Ostthüringer Zeitung (Rudolstadt)
Nur Eisenbichler sorgt für Euphorie
Der Deutsche wird beim Auftakt der Vierschanzentournee überraschend Zweiter. In Oberstdorf siegt der Favorit
Oberstdorf. Mit jedem Auftaktspringen schreibt die Vierschanzentournee ein neues Stück Geschichte – an die bereits weiter zurückliegende wird in Oberstdorf an der Wall of Fame erinnert. Unterhalb der Zuschauertribüne sind an einer Betonwand Siegertafeln angebracht, als letzter deutscher Skispringer hat sich hier Severin Freund in der Saison 2015/2016 verewigt, davor noch so geläufige Namen wie Sven Hannawald, Martin Schmitt oder Jens Weißflog. Und beinahe hätte die Wand am Sonntag um ein Schild mit einem neuen deutschen Sieger erweitert werden müssen.
Eisenbichler brüllt seine Freude heraus
Nicht durch Karl Geiger, dem dies vor Beginn der 67. Tournee am ehesten zuzutrauen war.
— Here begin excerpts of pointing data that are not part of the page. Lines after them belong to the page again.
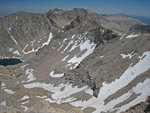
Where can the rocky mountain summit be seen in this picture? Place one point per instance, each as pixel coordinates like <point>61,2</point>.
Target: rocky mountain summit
<point>74,62</point>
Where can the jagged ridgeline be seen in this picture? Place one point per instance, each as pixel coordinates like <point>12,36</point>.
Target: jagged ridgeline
<point>74,61</point>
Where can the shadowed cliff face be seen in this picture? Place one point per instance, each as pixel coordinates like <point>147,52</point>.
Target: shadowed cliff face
<point>73,62</point>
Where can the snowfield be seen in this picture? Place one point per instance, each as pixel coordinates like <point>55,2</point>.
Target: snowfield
<point>75,61</point>
<point>132,35</point>
<point>56,75</point>
<point>108,89</point>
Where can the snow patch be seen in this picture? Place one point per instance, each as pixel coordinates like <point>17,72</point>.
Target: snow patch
<point>101,57</point>
<point>108,89</point>
<point>30,75</point>
<point>9,91</point>
<point>56,75</point>
<point>59,95</point>
<point>75,61</point>
<point>122,36</point>
<point>132,35</point>
<point>25,107</point>
<point>48,41</point>
<point>129,55</point>
<point>64,59</point>
<point>25,97</point>
<point>16,52</point>
<point>16,17</point>
<point>3,103</point>
<point>144,93</point>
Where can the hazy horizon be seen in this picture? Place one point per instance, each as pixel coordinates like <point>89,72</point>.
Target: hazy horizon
<point>129,7</point>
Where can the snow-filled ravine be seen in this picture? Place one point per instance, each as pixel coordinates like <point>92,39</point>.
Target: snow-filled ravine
<point>65,96</point>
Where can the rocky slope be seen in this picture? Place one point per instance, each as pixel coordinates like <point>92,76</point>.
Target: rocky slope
<point>74,62</point>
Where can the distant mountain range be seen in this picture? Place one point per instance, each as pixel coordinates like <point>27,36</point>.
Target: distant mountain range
<point>141,18</point>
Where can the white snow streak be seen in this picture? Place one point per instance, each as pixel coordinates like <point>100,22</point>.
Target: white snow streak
<point>59,95</point>
<point>56,75</point>
<point>132,36</point>
<point>25,97</point>
<point>3,103</point>
<point>16,52</point>
<point>48,41</point>
<point>9,91</point>
<point>64,59</point>
<point>89,47</point>
<point>130,55</point>
<point>30,75</point>
<point>108,89</point>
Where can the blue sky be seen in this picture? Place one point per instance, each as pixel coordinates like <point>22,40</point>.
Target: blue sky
<point>131,7</point>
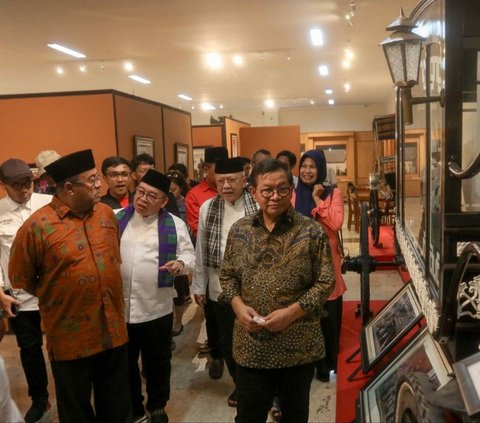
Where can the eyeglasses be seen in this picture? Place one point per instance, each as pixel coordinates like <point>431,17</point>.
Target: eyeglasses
<point>150,197</point>
<point>117,175</point>
<point>230,181</point>
<point>17,186</point>
<point>91,182</point>
<point>267,193</point>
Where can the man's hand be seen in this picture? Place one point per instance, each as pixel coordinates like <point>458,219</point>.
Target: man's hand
<point>200,299</point>
<point>173,266</point>
<point>6,302</point>
<point>245,315</point>
<point>282,318</point>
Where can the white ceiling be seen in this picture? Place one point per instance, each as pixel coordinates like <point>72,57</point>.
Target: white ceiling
<point>167,41</point>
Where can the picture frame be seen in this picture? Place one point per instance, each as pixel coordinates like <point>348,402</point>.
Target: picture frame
<point>467,372</point>
<point>181,153</point>
<point>144,145</point>
<point>198,158</point>
<point>421,354</point>
<point>389,325</point>
<point>233,145</point>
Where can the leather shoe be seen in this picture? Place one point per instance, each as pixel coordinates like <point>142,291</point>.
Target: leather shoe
<point>216,368</point>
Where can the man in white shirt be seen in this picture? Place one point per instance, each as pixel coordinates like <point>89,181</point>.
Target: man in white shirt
<point>17,181</point>
<point>155,247</point>
<point>216,217</point>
Nicht durch Olympiasieger Andreas Wellinger, der gar ein Debakel erlebte und gleich im ersten Durchgang ausschied. Stattdessen durch Markus Eisenbichler – in einem nervenaufreibenden Finale fehlten dem 27 Jahre alten Siegsdorfer winzige 0,4 Punkten auf den japanischen Überflieger Ryoyu Kobayashi und damit zur ganz großen Überraschung. „Das war geil“, sagte Eisenbichler überwältigt, „die Emotionen kamen dann richtig raus.“Der Mann, der so nah wie nie zuvor an seinem ersten Weltcupsieg war, brüllte vor Befreiung, die Teamkollegen kamen zum Gratulieren und klopften ihm auf den Helm. Und auch Kobayashi fand anerkennende Worte, dürfte er mit dem Deutschen doch gar nicht als Hauptkonkurrenten gerechnet haben.
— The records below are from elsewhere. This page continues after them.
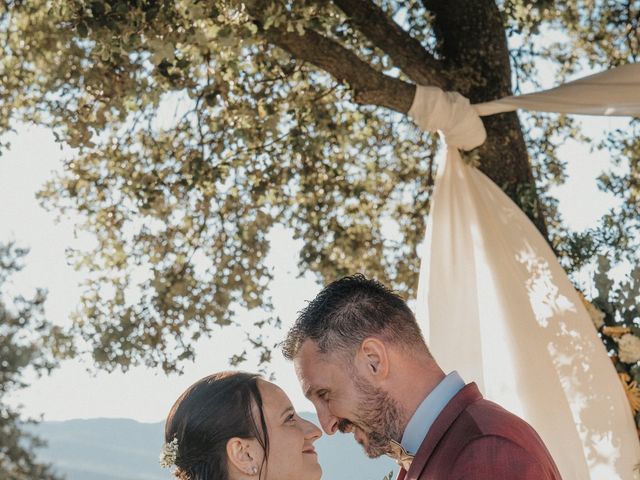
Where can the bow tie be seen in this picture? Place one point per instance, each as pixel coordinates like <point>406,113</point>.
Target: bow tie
<point>399,454</point>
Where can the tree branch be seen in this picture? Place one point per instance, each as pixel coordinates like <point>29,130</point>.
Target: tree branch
<point>405,51</point>
<point>370,86</point>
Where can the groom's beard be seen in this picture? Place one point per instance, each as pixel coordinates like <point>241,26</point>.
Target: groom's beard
<point>380,420</point>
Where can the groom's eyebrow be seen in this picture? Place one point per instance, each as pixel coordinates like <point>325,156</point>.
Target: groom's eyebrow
<point>309,390</point>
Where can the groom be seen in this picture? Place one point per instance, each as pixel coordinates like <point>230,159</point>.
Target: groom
<point>361,359</point>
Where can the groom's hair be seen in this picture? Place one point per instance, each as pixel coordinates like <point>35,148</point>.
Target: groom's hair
<point>349,310</point>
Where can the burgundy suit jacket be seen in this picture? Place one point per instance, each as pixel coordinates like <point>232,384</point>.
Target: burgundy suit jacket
<point>474,438</point>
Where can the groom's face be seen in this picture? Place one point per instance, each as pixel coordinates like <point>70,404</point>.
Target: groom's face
<point>346,401</point>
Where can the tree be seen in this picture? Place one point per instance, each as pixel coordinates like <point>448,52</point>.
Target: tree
<point>289,113</point>
<point>24,346</point>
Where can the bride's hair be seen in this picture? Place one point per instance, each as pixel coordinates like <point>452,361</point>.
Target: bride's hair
<point>208,414</point>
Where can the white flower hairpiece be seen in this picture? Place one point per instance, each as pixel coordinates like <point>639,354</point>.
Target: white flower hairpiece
<point>169,454</point>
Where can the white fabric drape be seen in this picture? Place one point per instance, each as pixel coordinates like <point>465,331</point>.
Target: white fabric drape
<point>495,304</point>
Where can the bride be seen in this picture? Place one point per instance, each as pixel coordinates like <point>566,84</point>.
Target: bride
<point>234,426</point>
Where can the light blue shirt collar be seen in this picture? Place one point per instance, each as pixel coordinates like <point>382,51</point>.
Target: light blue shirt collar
<point>429,410</point>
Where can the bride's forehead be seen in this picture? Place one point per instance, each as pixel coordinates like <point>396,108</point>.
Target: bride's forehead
<point>271,392</point>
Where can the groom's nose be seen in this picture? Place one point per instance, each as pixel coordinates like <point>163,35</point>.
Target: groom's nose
<point>328,421</point>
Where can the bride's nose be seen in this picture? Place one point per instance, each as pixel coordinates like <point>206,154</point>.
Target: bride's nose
<point>312,431</point>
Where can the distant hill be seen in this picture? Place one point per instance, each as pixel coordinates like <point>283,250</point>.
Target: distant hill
<point>123,449</point>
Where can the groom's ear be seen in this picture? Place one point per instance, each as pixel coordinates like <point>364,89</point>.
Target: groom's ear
<point>375,356</point>
<point>244,454</point>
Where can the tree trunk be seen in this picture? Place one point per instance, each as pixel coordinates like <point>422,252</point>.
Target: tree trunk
<point>473,43</point>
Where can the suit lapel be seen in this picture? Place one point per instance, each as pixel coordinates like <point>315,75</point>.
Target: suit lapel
<point>465,397</point>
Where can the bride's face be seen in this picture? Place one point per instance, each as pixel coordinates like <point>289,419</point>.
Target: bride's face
<point>291,452</point>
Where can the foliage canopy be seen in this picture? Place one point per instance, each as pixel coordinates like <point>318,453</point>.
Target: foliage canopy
<point>199,125</point>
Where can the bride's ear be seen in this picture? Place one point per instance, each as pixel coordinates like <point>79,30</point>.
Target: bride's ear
<point>245,455</point>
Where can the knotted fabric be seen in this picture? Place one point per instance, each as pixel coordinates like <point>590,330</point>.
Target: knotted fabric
<point>495,304</point>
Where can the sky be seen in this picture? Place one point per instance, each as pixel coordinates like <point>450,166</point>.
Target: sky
<point>144,394</point>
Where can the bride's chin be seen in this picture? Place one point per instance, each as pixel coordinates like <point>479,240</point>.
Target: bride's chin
<point>314,472</point>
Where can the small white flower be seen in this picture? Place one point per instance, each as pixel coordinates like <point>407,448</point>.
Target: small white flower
<point>169,454</point>
<point>628,348</point>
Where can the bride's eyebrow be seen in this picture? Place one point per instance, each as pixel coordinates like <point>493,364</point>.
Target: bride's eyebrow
<point>287,410</point>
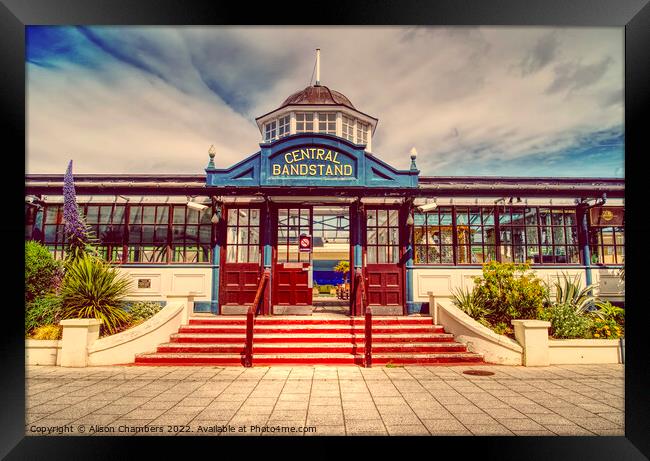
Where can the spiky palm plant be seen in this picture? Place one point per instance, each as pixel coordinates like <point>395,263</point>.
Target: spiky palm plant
<point>569,292</point>
<point>94,289</point>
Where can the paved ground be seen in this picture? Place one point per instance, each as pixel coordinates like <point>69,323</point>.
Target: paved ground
<point>411,400</point>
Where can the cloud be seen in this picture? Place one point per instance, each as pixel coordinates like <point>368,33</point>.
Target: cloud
<point>573,76</point>
<point>477,100</point>
<point>541,54</point>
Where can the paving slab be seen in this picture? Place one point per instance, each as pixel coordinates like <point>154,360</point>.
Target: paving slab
<point>562,400</point>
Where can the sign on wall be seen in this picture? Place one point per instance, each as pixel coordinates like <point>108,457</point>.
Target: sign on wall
<point>312,162</point>
<point>606,216</point>
<point>304,243</point>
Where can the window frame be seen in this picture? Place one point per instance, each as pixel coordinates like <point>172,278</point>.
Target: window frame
<point>498,246</point>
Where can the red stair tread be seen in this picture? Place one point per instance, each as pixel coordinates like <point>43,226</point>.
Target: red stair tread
<point>299,340</point>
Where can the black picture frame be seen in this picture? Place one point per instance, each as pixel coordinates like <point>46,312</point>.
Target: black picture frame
<point>633,15</point>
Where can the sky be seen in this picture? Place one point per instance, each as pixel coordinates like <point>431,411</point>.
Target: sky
<point>473,101</point>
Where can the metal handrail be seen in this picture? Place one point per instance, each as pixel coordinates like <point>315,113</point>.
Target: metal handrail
<point>250,319</point>
<point>368,322</point>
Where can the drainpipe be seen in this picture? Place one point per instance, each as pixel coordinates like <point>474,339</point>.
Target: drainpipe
<point>216,259</point>
<point>268,257</point>
<point>358,256</point>
<point>410,302</point>
<point>586,254</point>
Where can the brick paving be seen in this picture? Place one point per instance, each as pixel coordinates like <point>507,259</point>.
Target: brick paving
<point>345,400</point>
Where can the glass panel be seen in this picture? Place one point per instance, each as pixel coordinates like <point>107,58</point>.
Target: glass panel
<point>558,235</point>
<point>392,218</point>
<point>517,216</point>
<point>570,218</point>
<point>205,234</point>
<point>461,216</point>
<point>254,236</point>
<point>382,254</point>
<point>488,216</point>
<point>382,217</point>
<point>447,236</point>
<point>463,254</point>
<point>149,215</point>
<point>162,215</point>
<point>489,235</point>
<point>243,216</point>
<point>445,216</point>
<point>531,235</point>
<point>434,254</point>
<point>383,235</point>
<point>393,237</point>
<point>447,254</point>
<point>192,233</point>
<point>135,214</point>
<point>371,255</point>
<point>92,215</point>
<point>232,235</point>
<point>420,254</point>
<point>253,254</point>
<point>393,256</point>
<point>531,217</point>
<point>475,235</point>
<point>232,217</point>
<point>243,235</point>
<point>419,237</point>
<point>255,217</point>
<point>179,215</point>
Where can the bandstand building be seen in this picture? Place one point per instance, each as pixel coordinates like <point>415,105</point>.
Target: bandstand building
<point>317,194</point>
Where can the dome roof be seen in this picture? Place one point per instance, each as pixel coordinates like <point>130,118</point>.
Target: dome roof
<point>317,95</point>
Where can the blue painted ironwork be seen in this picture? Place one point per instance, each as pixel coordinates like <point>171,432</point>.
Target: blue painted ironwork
<point>312,160</point>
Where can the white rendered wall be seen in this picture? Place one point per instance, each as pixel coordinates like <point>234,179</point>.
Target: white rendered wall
<point>170,279</point>
<point>442,281</point>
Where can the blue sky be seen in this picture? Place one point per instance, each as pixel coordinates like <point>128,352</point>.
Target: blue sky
<point>508,101</point>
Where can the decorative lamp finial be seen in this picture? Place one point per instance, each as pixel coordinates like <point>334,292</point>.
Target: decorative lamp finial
<point>414,154</point>
<point>317,66</point>
<point>211,153</point>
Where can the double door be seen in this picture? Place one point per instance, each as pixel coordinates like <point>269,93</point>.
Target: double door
<point>383,268</point>
<point>293,269</point>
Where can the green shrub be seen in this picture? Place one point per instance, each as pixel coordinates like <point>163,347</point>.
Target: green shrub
<point>142,310</point>
<point>45,310</point>
<point>42,272</point>
<point>567,322</point>
<point>50,332</point>
<point>606,329</point>
<point>508,292</point>
<point>503,328</point>
<point>569,292</point>
<point>93,289</point>
<point>470,303</point>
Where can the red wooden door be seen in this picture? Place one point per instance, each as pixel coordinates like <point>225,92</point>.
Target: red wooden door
<point>383,272</point>
<point>292,284</point>
<point>240,268</point>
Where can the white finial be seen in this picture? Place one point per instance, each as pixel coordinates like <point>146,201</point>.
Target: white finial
<point>317,66</point>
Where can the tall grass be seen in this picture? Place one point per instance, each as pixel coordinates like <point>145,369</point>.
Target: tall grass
<point>93,289</point>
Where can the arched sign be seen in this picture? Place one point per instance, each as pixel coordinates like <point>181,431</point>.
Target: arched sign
<point>312,160</point>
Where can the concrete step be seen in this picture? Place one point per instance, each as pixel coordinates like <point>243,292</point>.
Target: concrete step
<point>376,320</point>
<point>310,329</point>
<point>323,338</point>
<point>308,358</point>
<point>350,348</point>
Eisenbichler ist für sein Potenzial bekannt, weniger aber dafür, zwei saubere Sprünge herunterzubringen. Während so mancher Tourneefavorit auf der Schattenbergschanze mit dem Regen zu kämpfen hatte, behielt Eisenbichler die Nerven. 133 Metern im ersten Durchgang ließ er nochmal 129 Meter folgen – „es waren nicht die perfekten Sprünge, aber es ist viel Selbstvertrauen da“, sagte Eisenbichler zu seiner Führung vor dem letzten Sprung des Tages. Doch Kobayashi konterte noch mal mit einer Ruhe, wie man sie bei einem 22 Jahren alten Athleten noch gar nicht vermutet: 282,3 Punkte, knapp dahinter die deutsche Überraschung (281,9) und der Österreicher Stefan Kraft (280,5). „Super, dass er das durchgebracht hat“, sagte Bundestrainer Werner Schuster über Eisenbichler, „und jetzt kommen ja Schanzen, auf denen er eigentlich im Schlaf springen kann.“Als nächste an Neujahr (14 Uhr/ ARD) die Olympiaschanze in Garmisch-Partenkirchen.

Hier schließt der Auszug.